2020: Paris 0-1 Bayern Munchen (Gol: Coman 59’)
Dalam final yang ketat, Kingsley Coman menjadi pahlawan bagi Bayern dengan mencetak satu-satunya gol ke gawang mantan klubnya, PSG, lewat sundulan rendah yang berasal dari umpan Joshua Kimmich.
Kiper Bayern, Manuel Neuer, tampil gemilang dengan mengamankan peluang-peluang berbahaya dari Neymar dan Kylian Mbappé di babak pertama. PSG sempat berpeluang menyamakan kedudukan melalui Marquinhos, namun Neuer kembali tampil solid dan memastikan trofi tetap di tangan Bayern.

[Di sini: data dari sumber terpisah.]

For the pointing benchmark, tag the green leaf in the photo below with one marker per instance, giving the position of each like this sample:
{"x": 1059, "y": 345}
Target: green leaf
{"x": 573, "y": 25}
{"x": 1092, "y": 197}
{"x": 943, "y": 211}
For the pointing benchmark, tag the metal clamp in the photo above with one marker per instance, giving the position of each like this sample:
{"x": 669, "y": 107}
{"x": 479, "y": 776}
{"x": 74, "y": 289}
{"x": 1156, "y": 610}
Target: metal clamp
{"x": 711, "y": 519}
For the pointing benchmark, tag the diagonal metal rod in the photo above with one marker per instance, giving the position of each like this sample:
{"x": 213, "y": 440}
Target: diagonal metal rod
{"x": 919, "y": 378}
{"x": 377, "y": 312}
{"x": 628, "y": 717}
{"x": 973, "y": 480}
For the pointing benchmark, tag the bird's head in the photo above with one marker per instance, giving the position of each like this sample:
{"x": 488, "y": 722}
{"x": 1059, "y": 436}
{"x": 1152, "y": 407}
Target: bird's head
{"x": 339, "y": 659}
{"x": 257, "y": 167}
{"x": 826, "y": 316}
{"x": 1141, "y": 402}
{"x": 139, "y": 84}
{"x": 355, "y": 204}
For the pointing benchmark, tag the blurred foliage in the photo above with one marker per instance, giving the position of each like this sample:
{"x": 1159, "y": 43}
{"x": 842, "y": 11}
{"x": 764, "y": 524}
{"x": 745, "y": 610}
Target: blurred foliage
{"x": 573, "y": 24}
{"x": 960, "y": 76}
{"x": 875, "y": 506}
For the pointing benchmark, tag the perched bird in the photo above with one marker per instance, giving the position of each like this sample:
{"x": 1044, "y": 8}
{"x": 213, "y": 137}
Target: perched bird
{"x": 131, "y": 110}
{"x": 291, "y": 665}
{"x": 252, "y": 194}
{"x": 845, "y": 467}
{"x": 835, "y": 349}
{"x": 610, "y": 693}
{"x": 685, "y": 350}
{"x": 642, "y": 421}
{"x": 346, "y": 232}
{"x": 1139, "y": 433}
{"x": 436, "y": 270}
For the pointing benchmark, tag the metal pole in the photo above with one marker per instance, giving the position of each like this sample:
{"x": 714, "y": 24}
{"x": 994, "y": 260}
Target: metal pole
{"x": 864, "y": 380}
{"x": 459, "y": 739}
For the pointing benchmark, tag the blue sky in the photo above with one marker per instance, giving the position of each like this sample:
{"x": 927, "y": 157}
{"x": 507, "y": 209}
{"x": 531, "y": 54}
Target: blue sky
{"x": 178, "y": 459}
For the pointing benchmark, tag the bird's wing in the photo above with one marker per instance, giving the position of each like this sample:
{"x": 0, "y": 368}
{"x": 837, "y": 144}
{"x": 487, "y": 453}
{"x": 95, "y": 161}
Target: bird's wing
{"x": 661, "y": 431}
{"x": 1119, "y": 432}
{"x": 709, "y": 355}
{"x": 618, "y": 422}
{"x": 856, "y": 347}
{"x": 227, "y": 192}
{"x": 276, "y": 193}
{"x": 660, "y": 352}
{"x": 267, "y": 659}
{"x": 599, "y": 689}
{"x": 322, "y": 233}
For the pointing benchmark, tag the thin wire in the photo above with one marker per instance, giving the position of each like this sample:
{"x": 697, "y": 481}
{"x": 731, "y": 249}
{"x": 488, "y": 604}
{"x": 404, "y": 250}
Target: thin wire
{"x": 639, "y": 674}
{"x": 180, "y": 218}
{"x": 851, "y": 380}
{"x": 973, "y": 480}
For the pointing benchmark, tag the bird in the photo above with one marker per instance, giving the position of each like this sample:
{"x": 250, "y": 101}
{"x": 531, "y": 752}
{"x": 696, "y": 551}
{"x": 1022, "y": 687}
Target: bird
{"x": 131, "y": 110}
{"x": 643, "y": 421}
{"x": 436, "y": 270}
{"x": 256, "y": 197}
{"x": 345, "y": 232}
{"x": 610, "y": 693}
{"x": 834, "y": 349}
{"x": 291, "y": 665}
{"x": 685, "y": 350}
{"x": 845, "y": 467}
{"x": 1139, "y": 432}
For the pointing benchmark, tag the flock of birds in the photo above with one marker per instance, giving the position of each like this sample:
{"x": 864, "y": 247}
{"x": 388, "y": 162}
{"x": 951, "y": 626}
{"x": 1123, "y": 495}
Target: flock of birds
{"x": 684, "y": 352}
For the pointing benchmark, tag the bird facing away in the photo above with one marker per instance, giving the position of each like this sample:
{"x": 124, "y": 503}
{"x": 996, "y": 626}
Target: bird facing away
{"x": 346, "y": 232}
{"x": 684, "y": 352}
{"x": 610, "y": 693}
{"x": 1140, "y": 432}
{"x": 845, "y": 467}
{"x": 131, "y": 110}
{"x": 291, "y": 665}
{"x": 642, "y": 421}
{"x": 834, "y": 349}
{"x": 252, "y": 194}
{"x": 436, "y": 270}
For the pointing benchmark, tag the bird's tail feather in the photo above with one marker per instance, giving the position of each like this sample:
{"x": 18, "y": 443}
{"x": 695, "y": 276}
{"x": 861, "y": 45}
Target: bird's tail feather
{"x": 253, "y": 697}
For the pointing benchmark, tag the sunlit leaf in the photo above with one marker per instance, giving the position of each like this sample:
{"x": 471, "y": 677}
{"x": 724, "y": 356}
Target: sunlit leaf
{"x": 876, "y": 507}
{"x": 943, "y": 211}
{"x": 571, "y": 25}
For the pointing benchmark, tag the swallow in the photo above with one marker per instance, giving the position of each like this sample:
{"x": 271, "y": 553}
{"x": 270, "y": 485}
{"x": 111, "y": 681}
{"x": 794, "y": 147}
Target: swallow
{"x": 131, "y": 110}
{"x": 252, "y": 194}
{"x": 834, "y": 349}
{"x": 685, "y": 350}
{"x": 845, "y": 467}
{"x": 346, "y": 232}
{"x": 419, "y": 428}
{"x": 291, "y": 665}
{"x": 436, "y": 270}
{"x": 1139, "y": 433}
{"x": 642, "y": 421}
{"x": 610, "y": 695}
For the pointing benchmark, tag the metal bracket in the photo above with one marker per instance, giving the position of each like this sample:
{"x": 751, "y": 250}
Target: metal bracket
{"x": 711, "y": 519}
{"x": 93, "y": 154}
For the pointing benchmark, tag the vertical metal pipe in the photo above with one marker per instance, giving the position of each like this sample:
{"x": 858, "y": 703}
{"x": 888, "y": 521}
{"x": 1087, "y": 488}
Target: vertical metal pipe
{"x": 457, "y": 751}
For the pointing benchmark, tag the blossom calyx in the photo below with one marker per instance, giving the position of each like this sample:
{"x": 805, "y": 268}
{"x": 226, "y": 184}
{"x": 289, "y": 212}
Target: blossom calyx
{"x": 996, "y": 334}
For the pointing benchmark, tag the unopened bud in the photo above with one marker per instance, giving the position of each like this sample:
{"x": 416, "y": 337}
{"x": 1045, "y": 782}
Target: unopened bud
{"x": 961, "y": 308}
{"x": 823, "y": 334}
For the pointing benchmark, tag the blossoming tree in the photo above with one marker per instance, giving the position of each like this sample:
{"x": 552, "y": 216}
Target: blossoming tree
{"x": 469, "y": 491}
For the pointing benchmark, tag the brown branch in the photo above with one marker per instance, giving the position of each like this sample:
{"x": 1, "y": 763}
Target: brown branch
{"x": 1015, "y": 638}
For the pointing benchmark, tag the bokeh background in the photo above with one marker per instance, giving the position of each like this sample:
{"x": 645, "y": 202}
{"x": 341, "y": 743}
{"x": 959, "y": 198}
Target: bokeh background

Rekor Inter Milan di Final Liga Champions
Inter Milan memiliki sejarah panjang di final Liga Champions, dengan enam penampilan sebelumnya sebelum final 2025. Berikut beberapa momen penting dari perjalanan Inter di final:
1964: Inter 3-1 Real Madrid (Gol: Mazzola 43’, 76’; Milani 61’ – Felo 70’)
Di bawah pelatih Helenio Herrera, mantan pelatih Barcelona, Inter menaklukkan Real Madrid di Praterstadion, Wina. Sandro Mazzola menjadi bintang dengan dua gol indah, salah satunya adalah tembakan dari jarak 20 meter. Inter juga didukung oleh lini belakang yang solid, termasuk Armando Picchi dan Giacinto Facchetti, serta pemain bintang seperti Luis Suárez dan Jair.